This demonstrates that even — or especially — in times of crises there is a people-friendly alternative to the fatalistic politics of austerity.
Such policies have helped end the political instability of the previous period. The decade 1996–2006 was marked by seven presidents in ten years, and without a single head of state being able to finish their term of office. A coup was attempted on September 30, 2010 against President Correa, but it failed when citizens took to the street to defend their newfound democracy.
We have recuperated the sovereignty of our state in both security and foreign policy decisions. We kindly asked the United States to leave the US military base in Manta in 2009. They were not pleased, and it is unlikely we have been forgiven.
All this has been achieved without the authoritarianism that has so often plagued swift radical change: ten nationwide elections in eight years, including three presidential elections (two of which were won by President Correa without the need for a runoff), several plebiscites, and a participative process for the erection of a new constitution and social contract.
And the long-term vision of Alianza País? You explained your hostility to the current opposition, but there is certainly need for debate over Correa’s program and tactics and the future of the Ecuadorian project.

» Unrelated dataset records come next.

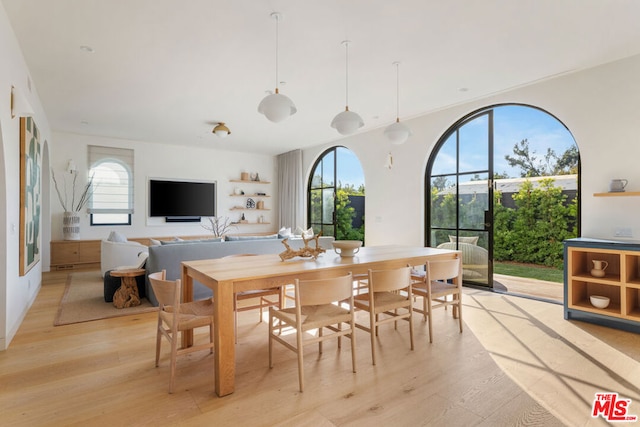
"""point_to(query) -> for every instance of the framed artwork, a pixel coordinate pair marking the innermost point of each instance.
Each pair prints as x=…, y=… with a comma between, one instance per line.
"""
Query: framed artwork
x=30, y=194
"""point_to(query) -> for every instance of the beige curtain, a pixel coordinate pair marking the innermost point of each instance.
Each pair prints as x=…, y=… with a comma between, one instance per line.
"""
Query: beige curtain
x=290, y=190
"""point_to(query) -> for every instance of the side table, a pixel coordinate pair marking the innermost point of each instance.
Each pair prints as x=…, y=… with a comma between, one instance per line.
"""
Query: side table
x=127, y=295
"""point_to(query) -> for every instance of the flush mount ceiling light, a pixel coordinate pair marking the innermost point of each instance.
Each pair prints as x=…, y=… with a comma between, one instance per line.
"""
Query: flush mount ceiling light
x=347, y=121
x=397, y=132
x=221, y=130
x=276, y=106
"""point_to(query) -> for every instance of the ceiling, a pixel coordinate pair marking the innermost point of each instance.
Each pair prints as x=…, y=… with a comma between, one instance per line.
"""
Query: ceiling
x=167, y=71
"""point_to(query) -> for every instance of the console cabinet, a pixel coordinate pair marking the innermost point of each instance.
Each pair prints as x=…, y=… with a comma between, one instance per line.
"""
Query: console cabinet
x=75, y=254
x=620, y=283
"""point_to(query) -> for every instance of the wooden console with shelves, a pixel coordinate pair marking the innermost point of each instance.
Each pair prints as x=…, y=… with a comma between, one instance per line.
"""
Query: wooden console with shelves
x=620, y=283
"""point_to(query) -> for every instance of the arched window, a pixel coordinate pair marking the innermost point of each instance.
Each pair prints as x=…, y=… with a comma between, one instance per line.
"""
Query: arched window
x=112, y=199
x=335, y=196
x=497, y=181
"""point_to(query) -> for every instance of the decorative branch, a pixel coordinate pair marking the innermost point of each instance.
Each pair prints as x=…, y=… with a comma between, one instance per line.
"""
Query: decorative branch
x=218, y=225
x=84, y=198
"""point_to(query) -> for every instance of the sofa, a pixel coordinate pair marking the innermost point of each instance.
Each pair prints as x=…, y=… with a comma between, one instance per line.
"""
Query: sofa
x=170, y=256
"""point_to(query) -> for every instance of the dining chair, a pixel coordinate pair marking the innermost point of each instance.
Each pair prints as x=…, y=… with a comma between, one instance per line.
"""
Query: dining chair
x=440, y=280
x=318, y=307
x=259, y=294
x=388, y=299
x=174, y=317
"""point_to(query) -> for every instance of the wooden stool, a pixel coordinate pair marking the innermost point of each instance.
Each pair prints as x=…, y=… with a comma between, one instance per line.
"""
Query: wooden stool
x=127, y=295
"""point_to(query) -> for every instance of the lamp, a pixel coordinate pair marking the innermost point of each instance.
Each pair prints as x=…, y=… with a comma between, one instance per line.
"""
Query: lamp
x=19, y=105
x=276, y=107
x=221, y=130
x=71, y=167
x=347, y=121
x=397, y=132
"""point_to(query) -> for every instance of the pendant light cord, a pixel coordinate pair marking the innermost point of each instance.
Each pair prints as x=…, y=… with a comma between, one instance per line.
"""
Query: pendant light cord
x=346, y=44
x=277, y=17
x=397, y=64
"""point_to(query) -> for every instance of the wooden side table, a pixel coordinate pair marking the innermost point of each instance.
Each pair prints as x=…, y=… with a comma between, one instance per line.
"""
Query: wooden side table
x=127, y=294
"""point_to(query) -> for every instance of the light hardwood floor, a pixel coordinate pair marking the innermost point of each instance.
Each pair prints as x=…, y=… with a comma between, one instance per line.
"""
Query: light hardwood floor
x=518, y=362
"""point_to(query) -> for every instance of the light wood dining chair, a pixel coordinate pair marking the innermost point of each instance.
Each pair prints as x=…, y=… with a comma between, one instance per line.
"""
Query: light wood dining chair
x=174, y=317
x=388, y=299
x=256, y=294
x=441, y=280
x=318, y=306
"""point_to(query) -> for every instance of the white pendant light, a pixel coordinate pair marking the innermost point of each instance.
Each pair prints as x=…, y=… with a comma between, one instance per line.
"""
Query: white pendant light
x=221, y=130
x=347, y=122
x=276, y=106
x=397, y=132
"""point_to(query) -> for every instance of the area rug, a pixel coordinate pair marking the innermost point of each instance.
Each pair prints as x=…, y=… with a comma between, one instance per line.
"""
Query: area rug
x=83, y=301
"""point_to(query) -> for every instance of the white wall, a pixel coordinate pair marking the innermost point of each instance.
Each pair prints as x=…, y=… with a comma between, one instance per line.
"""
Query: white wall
x=152, y=160
x=16, y=293
x=600, y=106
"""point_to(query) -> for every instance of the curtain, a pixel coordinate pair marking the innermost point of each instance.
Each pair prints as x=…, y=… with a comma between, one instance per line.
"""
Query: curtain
x=290, y=190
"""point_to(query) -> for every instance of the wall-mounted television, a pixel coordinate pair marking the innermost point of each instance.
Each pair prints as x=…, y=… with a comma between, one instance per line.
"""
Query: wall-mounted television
x=181, y=200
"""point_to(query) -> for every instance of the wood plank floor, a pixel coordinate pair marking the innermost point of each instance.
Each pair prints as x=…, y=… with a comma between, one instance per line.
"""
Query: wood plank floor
x=518, y=362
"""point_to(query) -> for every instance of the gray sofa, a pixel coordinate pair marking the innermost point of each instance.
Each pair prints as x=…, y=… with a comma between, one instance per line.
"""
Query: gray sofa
x=169, y=257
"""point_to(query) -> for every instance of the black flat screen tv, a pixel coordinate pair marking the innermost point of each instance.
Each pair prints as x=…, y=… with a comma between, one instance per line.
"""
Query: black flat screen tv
x=181, y=200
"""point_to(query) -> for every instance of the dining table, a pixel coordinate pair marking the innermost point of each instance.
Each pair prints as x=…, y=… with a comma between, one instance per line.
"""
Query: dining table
x=227, y=276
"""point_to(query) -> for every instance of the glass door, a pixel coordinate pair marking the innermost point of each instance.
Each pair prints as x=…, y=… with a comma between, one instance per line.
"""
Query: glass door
x=460, y=187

We wish to create a more egalitarian society that allows people to emancipate themselves and enjoy their individual freedoms in order to be happy. This requires thinking of development in materialist terms, so that we can banish poverty for example, but also in post-materialist terms: harmony with nature is crucial, so are leisure, creativity, etc.
As for a debate? Absolutely! We on the Latin American left are crying out loud for more discussion and for a real debate. We need a critical outlook on what is being done and serious analysis of our many shortfalls. It is not easy to build a state from the ruins of neoliberal lawlessness and institutional collapse, especially in the context of hostility from global hegemons.
The Ecuadorian government itself is not exempt of much internal debate. It is not — governments never are — a homogenous entity without internal tensions. Some have wanted more radicalism; others have felt on the contrary that President Correa goes too far too fast. But we are also all aware that without a broad political platform it would have been impossible for this pro-people government to come to power.
This, after the fall of the Soviet bloc, was supposed to be an unattainable dream: a true left that had the maturity not to succumb to the armed struggle of the Cold War, the capacity to win elections within liberal democracy’s playing field, and yet refuse to toe the line of neoliberal hegemony, austerity, and the status quo of lukewarm social democracy.
We are attempting to build a modern socialist nation-state, moving away from the caudillo-plantation state, through absolutely democratic means, thinking of development in different terms, and finally coming to terms with our pluri-national and intercultural realities. A defeat of our attempts to achieve this will result in a return to the quasi failed state, with its dire consequences for our people and the planet.
Of course I cannot refute the accusation that we have not as yet banished capitalism. But is this truly the yardstick with which our political processes should be measured? Or should we focus on the social advances, democratic achievements, growing sovereignty, daring moves to change our fate in a harsh and hostile international system?